The Syllabus of Errors of Pius IX (1864) condemned a large number of propositions, some political, including
77. In the present day it is no longer expedient that the Catholic religion should be
held as the only religion of the State, to the exclusion of all other forms of
worship.--Allocution "Nemo vestrum," July 26, 1855.
78. Hence it has been wisely decided by law, in some Catholic countries, that persons
coming to reside therein shall enjoy the public exercise of their own peculiar
worship.--Allocution "Acerbissimum," Sept. 27, 1852.
55. The Church ought to be separated from the .State, and the State from the Church.--
Allocution "Acerbissimum," Sept. 27, 1852.
...
The encyclical QUANTA CURA
(Condemning Current Errors) (1864) went into more detail:
And, against the doctrine of Scripture, of the Church, and of the Holy Fathers, they do
not hesitate to assert that "that is the best condition of civil society, in which no
duty is recognized, as attached to the civil power, of restraining by enacted penalties,
offenders against the Catholic religion, except so far as public peace may require."
From which totally false idea of social government they do not fear to foster that
erroneous opinion, most fatal in its effects on the Catholic Church and the salvation of
souls, called by Our Predecessor, Gregory XVI, an "insanity,"2 viz., that "liberty of
conscience and worship is each man's personal right, which ought to be legally
proclaimed and asserted in every rightly constituted society; and that a right resides
in the citizens to an absolute liberty, which should be restrained by no authority
whether ecclesiastical or civil, whereby they may be able openly and publicly to
manifest and declare any of their ideas whatever, either by word of mouth, by the press,
or in any other way."
Pius X's encyclical PASCENDI
DOMINICI GREGIS (On The Doctrine Of The Modernists) (1907) agrees with Pius IX and
helps explain why some Americans were leery of electing Al Smith or John Kennedy,
supposedly good Catholics, as Presidents:
The state must, therefore, be separated from the Church, and the Catholic from the
citizen.
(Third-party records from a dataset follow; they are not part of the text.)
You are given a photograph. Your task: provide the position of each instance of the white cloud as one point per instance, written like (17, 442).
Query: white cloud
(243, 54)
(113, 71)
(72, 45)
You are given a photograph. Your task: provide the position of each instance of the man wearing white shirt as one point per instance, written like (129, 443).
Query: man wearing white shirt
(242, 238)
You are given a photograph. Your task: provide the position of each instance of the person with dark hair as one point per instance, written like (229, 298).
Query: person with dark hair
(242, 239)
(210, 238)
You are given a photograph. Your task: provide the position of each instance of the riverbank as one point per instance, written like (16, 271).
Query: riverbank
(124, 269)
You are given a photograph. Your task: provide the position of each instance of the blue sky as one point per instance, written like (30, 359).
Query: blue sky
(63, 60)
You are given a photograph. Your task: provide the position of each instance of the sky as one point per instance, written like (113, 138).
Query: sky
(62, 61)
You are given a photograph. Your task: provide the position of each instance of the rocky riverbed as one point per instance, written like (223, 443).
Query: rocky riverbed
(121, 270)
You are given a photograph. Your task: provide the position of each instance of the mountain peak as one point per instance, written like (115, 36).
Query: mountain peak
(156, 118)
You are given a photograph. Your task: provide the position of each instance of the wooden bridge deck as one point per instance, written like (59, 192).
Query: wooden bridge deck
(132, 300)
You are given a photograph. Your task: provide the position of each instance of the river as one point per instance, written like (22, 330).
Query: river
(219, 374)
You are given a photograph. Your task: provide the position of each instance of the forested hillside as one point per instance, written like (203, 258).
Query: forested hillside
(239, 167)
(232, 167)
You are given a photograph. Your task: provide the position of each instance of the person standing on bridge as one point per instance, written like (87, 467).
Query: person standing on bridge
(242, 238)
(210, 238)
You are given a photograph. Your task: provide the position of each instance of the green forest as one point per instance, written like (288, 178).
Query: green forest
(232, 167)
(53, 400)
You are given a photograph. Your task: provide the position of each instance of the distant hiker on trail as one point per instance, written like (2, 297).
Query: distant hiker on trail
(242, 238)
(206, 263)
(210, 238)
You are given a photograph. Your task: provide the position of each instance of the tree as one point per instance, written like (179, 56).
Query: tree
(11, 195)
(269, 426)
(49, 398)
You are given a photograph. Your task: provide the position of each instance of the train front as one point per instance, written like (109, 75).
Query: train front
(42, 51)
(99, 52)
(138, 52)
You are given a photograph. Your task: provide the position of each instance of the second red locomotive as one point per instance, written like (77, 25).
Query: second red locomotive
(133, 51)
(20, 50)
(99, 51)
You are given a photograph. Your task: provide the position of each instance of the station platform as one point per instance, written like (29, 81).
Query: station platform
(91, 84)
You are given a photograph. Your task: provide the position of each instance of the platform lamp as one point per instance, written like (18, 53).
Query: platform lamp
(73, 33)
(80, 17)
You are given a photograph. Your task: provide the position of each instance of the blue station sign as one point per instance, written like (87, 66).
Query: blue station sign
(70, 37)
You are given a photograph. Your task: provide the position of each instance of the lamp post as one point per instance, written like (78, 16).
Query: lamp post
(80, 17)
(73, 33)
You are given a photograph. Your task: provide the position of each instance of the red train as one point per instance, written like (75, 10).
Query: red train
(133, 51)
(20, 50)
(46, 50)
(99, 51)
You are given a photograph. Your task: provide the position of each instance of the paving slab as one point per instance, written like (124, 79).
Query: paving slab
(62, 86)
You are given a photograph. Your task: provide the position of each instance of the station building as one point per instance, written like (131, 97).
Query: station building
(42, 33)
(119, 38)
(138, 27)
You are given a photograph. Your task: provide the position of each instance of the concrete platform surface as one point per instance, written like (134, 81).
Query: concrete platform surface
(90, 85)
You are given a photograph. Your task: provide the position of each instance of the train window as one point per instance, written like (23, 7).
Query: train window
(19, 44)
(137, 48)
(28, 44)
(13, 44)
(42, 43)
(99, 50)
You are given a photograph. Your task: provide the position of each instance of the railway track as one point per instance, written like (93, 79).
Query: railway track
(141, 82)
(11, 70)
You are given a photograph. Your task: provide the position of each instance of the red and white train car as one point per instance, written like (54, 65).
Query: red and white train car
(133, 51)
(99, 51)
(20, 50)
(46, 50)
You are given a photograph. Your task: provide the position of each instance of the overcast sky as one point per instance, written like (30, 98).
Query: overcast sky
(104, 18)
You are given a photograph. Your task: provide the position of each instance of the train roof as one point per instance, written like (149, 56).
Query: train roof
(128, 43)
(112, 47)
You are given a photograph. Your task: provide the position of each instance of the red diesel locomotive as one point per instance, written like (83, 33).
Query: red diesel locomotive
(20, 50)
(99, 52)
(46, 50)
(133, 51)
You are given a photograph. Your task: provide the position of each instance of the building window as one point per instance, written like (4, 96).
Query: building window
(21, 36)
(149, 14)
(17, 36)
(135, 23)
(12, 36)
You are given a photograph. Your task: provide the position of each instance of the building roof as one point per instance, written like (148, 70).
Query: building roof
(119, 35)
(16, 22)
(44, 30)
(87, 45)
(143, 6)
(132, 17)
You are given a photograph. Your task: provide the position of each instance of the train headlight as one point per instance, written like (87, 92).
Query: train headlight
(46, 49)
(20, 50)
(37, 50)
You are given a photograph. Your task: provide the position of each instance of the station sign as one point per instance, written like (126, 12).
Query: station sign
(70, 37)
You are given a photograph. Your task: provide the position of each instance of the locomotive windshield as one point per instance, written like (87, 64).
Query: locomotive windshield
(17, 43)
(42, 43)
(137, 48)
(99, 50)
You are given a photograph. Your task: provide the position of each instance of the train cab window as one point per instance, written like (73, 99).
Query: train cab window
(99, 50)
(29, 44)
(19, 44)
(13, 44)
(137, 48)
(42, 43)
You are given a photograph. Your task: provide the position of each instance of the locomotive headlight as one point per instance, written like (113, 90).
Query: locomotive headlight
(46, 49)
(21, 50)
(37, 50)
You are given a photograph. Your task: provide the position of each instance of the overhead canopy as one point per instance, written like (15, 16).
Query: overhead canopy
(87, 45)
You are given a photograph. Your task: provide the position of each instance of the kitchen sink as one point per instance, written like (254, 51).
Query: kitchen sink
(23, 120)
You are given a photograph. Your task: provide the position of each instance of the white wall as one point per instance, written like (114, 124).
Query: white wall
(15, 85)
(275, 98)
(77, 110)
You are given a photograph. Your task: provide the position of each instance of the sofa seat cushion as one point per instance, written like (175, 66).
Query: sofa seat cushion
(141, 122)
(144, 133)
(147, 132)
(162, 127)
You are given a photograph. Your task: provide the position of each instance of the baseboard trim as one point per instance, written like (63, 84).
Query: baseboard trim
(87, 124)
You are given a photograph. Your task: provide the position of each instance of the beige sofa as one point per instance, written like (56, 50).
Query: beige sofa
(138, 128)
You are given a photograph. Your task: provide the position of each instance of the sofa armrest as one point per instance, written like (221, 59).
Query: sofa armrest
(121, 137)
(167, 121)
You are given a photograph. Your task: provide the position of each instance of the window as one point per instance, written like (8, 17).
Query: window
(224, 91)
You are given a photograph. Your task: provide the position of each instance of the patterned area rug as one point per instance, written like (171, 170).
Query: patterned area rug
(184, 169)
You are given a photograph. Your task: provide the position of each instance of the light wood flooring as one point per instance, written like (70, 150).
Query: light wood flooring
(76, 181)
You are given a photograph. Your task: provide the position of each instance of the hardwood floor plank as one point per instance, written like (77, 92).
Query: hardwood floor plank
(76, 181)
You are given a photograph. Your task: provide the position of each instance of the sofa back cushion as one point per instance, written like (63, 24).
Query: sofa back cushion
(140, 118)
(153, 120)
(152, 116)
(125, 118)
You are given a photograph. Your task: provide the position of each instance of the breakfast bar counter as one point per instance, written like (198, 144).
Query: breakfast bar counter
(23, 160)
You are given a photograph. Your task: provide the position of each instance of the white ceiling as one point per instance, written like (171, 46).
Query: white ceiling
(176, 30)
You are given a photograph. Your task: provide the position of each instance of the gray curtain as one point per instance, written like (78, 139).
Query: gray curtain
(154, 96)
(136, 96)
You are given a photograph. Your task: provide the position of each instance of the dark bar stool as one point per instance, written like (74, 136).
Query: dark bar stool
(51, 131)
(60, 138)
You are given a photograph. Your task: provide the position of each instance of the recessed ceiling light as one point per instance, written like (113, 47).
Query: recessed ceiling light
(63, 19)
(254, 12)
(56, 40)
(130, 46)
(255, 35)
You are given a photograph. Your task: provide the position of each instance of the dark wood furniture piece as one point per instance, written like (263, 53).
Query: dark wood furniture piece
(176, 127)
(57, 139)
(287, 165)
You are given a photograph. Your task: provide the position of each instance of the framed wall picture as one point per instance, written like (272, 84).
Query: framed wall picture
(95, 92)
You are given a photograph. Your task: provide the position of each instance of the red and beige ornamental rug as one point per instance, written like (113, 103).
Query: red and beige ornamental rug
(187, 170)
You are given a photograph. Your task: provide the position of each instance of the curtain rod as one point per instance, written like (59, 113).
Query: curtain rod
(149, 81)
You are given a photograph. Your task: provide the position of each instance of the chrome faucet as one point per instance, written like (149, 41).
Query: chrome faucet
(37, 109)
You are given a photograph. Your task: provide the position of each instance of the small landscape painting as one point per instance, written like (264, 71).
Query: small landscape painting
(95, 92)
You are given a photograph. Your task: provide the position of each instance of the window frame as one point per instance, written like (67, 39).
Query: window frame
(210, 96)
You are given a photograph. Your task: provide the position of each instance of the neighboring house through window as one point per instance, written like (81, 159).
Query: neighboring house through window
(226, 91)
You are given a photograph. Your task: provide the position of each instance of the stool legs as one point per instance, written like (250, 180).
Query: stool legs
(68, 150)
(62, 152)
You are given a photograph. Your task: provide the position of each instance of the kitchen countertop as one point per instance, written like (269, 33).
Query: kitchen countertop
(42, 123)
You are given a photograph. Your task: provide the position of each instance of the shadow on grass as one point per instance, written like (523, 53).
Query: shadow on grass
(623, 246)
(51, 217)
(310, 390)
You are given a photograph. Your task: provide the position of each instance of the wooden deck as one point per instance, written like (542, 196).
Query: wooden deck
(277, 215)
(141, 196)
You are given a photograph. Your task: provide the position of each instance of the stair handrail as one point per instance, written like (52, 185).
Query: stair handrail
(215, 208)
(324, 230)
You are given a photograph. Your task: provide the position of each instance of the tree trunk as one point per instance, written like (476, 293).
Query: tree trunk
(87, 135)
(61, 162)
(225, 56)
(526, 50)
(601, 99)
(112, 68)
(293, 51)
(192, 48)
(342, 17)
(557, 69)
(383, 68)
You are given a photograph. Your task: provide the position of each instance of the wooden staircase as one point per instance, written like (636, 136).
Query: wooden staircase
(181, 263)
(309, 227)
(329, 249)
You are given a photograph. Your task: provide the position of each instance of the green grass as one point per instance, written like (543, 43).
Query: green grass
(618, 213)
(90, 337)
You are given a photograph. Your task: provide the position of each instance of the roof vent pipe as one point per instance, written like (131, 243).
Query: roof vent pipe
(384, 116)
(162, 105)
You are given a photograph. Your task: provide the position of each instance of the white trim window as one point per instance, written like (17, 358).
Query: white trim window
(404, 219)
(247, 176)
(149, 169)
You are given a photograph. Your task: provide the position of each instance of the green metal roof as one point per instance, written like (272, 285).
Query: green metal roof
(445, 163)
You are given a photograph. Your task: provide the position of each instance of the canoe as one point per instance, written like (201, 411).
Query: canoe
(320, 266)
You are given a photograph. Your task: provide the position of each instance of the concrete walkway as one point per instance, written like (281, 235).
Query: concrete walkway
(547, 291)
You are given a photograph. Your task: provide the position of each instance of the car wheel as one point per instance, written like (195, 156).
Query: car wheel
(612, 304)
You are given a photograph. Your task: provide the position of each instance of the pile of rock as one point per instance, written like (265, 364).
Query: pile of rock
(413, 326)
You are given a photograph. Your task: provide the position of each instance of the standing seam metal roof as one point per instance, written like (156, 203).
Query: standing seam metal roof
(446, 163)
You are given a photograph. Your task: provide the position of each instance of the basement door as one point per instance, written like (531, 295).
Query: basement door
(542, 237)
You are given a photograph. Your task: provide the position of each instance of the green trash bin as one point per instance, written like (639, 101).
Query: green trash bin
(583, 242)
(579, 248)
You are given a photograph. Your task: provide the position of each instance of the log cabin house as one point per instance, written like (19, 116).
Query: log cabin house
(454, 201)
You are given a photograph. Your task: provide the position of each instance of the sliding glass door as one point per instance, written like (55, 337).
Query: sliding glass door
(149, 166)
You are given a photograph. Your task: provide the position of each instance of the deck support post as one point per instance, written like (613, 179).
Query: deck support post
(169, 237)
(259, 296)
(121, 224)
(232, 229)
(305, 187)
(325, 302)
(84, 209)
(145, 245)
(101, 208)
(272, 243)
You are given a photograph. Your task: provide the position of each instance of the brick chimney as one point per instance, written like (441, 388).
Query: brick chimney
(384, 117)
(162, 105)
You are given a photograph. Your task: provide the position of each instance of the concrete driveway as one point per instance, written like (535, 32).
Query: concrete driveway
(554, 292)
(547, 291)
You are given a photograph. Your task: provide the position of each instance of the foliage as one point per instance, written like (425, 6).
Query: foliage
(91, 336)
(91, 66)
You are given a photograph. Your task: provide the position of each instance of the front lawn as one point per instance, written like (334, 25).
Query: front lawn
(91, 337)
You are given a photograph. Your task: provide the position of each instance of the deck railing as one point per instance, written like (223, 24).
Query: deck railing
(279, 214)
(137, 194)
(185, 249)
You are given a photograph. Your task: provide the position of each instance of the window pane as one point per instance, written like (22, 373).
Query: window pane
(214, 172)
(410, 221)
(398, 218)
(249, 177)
Every Catholic, from the fact that he is also a citizen, has the right and the
duty to work for the common good in the way he thinks best, without troubling himself
about the authority of the Church, without paying any heed to its wishes, its counsels,
its orders--nay, even in spite of its rebukes. For the Church to trace out and prescribe
for the citizen any line of action, on any pretext whatsoever, is to be guilty of an
abuse of authority, against which one is bound to protest with all one's might.
Venerable Brethren, the principles from which these doctrines spring have been solemnly
condemned by Our predecessor, Pius VI, in his Apostolic Constitution Auctorem fidei.